Anche i protestanti sono in crescita con 184 luoghi di culto. La presenza di nuovi fedeli le rende più visibili e rilevanti, ma la sensibilità religiosa degli immigrati costringe queste chieste a interrogarsi sull’identità consolidata nel tempo, a elaborare liturgie e trovare punti di convergenza con i nuovi arrivati. Ad esempio, la chiesa metodista di Bologna e Modena include fedeli appartenenti a 20 nazionalità e tenta di integrarli tra loro e con gli autoctoni attraverso un lavoro di armonizzazione liturgica ed esperienziale. Le chiese pentecostali sono 59 (quelle che si diffondono di più).
Un fattore di trasformazione del cristianesimo italiano è dato dalla presenza di cattolici immigrati che, in molte parrocchie, convivono con gli autoctoni e sono portatori di una diversa sensibilità religiosa, più entusiasta e partecipata dove la musica ha un ruolo più importante.

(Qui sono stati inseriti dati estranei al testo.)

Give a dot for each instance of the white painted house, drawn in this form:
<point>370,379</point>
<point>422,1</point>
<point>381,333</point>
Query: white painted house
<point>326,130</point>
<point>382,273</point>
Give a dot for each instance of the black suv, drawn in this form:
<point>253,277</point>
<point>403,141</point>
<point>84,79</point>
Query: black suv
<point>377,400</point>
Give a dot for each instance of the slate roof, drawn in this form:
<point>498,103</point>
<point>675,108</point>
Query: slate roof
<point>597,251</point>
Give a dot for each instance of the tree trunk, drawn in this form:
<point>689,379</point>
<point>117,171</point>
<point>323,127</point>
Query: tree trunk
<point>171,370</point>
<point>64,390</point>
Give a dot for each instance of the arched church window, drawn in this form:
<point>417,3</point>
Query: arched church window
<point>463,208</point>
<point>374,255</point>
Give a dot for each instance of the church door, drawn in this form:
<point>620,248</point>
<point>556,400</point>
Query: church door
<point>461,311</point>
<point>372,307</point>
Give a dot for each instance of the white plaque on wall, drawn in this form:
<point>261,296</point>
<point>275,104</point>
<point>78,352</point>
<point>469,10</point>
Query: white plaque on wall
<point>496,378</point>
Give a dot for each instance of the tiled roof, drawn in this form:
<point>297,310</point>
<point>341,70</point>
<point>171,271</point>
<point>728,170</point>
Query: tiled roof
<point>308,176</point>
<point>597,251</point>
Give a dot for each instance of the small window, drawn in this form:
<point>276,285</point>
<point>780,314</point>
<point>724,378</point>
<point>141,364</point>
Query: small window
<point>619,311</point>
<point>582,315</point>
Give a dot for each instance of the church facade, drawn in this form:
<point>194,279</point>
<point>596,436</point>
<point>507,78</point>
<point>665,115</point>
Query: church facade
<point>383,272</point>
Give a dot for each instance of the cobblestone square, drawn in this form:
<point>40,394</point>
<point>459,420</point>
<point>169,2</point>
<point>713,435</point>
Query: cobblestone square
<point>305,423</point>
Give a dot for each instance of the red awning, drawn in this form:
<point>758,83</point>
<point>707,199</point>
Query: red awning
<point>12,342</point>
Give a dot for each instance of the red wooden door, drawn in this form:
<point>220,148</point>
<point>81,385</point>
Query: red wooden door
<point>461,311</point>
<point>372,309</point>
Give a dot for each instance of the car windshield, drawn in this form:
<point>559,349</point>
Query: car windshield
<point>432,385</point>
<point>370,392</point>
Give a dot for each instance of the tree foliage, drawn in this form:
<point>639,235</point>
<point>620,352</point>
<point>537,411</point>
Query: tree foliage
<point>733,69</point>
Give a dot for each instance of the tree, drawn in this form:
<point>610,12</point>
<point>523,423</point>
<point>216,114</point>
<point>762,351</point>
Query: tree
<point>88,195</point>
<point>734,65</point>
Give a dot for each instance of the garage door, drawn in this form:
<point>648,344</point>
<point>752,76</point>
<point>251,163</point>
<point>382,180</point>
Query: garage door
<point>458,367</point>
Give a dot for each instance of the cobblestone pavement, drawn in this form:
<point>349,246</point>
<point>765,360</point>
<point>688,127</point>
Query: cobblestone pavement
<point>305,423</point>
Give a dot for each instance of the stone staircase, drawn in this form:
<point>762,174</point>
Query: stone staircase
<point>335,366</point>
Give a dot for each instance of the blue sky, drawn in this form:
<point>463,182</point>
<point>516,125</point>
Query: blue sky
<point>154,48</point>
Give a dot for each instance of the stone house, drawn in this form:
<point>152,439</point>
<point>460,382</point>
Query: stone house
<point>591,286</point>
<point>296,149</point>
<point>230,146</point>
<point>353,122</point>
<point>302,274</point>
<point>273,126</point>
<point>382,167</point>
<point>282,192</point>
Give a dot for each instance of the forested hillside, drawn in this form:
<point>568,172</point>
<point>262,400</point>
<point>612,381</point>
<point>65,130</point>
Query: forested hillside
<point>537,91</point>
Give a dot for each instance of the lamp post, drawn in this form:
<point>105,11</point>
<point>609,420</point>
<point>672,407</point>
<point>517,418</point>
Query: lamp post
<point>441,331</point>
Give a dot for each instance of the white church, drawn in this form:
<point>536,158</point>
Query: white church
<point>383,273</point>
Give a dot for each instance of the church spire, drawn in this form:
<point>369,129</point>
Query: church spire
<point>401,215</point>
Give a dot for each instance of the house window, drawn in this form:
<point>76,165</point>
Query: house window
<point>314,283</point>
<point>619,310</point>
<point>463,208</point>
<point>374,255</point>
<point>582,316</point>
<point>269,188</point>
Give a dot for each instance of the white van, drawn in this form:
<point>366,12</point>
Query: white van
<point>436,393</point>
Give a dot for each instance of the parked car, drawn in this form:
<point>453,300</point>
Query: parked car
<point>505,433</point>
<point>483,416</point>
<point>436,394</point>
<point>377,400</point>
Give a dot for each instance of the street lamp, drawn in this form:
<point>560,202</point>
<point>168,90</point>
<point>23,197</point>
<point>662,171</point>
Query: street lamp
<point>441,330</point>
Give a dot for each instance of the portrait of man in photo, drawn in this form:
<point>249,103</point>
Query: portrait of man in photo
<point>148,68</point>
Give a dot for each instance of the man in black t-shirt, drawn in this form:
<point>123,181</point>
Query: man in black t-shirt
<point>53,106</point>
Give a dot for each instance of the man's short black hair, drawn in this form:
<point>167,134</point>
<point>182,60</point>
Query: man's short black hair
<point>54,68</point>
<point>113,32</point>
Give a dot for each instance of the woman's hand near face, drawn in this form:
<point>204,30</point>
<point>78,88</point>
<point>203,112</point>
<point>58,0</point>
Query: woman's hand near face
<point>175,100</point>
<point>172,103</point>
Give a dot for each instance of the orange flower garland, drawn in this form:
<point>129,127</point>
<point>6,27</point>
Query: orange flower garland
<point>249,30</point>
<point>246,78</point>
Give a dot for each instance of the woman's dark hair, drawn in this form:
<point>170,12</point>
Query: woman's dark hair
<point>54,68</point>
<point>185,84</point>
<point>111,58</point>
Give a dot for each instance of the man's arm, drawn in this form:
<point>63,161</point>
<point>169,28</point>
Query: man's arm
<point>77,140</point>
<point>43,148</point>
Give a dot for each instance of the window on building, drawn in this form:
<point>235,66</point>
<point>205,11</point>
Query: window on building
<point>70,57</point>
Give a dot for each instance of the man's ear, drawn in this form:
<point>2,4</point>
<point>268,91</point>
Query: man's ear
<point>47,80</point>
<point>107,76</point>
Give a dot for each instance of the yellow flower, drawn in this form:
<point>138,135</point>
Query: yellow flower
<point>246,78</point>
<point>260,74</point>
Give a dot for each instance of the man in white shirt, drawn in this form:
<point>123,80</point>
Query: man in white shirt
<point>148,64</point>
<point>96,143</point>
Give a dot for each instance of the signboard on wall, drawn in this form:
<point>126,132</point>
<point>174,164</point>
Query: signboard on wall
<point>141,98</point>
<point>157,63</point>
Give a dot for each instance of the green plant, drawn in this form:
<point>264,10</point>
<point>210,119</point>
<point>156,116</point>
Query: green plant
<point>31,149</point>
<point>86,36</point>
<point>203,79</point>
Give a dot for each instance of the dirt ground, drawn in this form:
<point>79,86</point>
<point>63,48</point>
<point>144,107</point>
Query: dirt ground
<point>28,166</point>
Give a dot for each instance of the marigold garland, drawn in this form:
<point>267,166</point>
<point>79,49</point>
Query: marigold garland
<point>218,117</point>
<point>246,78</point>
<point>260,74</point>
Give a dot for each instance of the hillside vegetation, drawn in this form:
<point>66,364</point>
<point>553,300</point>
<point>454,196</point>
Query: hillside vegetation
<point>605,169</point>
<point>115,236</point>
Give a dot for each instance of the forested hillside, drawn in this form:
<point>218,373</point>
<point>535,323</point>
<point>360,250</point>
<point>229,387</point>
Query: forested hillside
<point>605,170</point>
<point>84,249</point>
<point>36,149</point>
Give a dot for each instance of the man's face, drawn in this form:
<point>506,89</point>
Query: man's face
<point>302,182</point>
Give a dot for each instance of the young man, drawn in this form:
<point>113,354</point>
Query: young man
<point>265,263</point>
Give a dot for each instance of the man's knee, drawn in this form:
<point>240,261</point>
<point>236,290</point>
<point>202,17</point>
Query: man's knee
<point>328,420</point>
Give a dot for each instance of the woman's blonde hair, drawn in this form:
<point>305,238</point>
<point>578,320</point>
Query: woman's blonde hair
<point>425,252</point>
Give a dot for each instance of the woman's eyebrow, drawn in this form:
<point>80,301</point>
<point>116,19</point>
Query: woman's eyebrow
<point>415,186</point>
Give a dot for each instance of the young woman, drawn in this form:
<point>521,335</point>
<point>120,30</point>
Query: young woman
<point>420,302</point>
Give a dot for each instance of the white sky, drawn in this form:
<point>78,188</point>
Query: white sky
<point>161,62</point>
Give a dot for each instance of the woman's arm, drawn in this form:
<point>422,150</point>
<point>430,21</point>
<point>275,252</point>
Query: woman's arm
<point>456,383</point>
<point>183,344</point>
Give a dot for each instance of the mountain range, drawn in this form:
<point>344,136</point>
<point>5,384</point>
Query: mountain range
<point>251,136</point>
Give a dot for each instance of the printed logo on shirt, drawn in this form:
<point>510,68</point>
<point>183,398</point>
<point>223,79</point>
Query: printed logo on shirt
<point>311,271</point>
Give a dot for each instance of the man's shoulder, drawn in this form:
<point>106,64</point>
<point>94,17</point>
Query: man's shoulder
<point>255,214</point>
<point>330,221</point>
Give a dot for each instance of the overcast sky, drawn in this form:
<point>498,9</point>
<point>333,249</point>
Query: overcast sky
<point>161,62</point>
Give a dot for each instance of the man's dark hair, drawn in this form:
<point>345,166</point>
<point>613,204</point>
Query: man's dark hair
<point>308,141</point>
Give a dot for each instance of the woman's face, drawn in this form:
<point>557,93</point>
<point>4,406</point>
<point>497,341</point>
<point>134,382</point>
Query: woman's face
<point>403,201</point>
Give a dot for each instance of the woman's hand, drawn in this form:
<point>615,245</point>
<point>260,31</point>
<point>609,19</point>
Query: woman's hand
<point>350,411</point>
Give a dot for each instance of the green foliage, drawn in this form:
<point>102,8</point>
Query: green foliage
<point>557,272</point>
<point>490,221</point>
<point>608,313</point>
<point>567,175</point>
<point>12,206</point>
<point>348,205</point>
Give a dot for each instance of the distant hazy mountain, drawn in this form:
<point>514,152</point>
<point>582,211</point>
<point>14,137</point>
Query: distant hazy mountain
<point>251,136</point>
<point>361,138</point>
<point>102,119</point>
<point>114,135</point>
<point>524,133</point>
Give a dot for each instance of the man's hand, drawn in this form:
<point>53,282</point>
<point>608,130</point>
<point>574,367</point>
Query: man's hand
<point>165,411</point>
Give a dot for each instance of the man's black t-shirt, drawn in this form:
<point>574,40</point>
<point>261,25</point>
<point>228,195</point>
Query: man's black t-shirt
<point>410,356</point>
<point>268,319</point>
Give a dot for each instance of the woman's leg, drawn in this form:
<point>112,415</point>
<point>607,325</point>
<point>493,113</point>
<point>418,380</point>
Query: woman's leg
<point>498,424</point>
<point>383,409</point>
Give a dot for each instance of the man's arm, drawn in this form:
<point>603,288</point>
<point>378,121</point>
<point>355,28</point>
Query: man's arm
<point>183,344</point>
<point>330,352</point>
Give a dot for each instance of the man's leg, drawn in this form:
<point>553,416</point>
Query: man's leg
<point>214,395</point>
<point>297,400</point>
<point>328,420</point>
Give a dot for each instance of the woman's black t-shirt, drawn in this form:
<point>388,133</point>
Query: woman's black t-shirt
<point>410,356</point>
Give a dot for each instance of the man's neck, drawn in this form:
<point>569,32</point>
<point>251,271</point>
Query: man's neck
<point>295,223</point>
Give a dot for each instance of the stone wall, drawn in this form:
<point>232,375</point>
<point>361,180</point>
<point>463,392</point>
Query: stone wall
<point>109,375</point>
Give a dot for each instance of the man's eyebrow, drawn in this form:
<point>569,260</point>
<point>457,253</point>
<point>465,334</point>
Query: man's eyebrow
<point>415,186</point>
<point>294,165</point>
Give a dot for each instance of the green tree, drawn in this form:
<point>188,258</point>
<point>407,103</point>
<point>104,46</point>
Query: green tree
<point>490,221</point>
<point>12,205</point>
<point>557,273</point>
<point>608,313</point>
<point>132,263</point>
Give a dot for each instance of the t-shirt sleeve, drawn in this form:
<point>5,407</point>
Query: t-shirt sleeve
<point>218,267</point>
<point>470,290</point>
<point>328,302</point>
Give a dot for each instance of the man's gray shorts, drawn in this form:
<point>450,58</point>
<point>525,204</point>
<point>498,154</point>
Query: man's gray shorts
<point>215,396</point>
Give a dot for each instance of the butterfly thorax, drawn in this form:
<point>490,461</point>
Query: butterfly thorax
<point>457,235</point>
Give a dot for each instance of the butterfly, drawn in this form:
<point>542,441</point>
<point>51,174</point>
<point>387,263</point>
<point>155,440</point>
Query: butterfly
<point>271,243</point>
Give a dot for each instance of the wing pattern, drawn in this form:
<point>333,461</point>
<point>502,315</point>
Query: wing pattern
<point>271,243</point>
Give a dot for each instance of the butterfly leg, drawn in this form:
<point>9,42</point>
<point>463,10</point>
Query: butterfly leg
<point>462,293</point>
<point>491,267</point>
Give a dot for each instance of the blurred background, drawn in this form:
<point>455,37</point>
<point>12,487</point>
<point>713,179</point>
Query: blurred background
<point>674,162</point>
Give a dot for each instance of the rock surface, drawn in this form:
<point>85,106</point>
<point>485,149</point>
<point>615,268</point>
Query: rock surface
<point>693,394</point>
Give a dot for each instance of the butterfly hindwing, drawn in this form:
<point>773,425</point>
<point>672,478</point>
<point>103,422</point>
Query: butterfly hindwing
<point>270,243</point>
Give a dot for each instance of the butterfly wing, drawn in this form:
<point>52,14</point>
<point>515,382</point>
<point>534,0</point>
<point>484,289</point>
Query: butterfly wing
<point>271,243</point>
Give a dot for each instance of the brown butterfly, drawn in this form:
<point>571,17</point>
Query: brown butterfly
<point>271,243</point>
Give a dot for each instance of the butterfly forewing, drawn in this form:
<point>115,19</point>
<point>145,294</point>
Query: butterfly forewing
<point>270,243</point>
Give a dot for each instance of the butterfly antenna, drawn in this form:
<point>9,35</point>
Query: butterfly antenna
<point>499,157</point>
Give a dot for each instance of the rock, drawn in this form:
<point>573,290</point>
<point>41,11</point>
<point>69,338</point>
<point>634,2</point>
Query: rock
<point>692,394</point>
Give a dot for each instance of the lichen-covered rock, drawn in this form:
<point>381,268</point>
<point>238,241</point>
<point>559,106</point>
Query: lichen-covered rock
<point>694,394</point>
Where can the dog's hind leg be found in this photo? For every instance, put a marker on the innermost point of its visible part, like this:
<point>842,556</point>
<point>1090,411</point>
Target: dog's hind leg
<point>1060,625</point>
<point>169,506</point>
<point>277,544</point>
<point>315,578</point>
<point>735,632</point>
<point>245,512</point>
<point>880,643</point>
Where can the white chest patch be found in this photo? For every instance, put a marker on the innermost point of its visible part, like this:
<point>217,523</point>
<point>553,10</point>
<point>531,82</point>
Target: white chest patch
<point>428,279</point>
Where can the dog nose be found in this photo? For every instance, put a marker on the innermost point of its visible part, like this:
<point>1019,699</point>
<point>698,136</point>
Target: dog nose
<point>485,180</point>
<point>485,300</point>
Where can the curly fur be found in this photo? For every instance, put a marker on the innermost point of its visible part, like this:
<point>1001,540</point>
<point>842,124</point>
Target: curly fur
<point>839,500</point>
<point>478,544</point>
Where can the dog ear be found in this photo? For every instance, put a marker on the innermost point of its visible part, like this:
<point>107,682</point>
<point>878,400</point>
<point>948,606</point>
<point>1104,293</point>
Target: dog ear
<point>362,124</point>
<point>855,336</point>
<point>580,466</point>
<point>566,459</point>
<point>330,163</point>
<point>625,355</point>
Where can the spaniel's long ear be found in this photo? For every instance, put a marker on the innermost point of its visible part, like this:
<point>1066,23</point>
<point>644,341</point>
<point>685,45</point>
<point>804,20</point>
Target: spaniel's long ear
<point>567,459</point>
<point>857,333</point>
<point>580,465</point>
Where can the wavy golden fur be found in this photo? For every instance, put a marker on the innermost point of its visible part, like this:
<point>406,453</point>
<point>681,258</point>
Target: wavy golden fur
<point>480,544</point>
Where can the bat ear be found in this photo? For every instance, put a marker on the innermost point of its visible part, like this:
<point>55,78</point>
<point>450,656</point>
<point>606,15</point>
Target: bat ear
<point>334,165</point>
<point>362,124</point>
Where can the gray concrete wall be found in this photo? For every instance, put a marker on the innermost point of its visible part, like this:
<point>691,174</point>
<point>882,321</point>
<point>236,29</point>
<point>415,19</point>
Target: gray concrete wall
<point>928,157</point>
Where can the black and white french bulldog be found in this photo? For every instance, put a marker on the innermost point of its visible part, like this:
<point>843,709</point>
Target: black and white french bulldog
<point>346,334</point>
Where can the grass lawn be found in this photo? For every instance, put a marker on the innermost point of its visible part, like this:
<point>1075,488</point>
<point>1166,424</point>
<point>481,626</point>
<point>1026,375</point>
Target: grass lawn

Le comunità censite dalla ricerca includono africani francofoni e anglofoni, nigeriani anglofoni, albanesi, bengalesi, eritrei di rito etiope, filippini carismatici e non, latinoamericani, polacchi, rumeni di rito orientale e di rito latino, srilankesi, ucraini di rito greco-cattolico, ungheresi, cinesi.
La comunità religiosa permette di sentirti a casa quando ne sei lontano, è fonte di solidarietà e aiuto, favorisce non solo l’integrazione materiale ma anche quella della persona. Dall’indagine risulta che, spesso, alla precarietà di molti luoghi di culto corrisponde una difficoltà di integrazione nella comunità di riferimento. Tutelare il pluralismo religioso è un modo per costruire una società pacifica e rispettosa delle differenze.